According to the 2021 Disability Equality Index, the world’s most robust benchmarking program of its kind, only 5% of 12 million employees and 10% of senior executives at the 319 participating companies self-identified as having a disability. Disclosure at the top will go a long way to encouraging more workers to self-disclose and view disability as a strength. Our 2022 DEI will include three new questions to ascertain whether participating companies are pursuing the nomination of board members with disabilities as well as publicly reporting this information.
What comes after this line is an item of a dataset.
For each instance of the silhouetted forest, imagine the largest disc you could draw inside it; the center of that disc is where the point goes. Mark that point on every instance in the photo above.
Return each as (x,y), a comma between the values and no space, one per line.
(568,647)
In sum, Nasdaq’s decision to shut out people with disabilities does not reflect the makeup of today’s marketplace or the recent corporate diversity efforts driven by Black Lives Matter and the pandemic, which have exposed inequalities in business and society. This is a missed opportunity for Nasdaq to hold the torch and empower Corporate America to give more underrepresented minority groups a chance to demonstrate the skills and diverse strengths they bring to the boardroom.
We will continue to work with the Nasdaq, SEC and other exchanges and organizations on future initiatives that impact board diversity in a positive manner. And we will continue advocating on behalf of the one billion people with disabilities, alongside our 280 corporate partners and many allies, as we strive to build a global inclusive economy.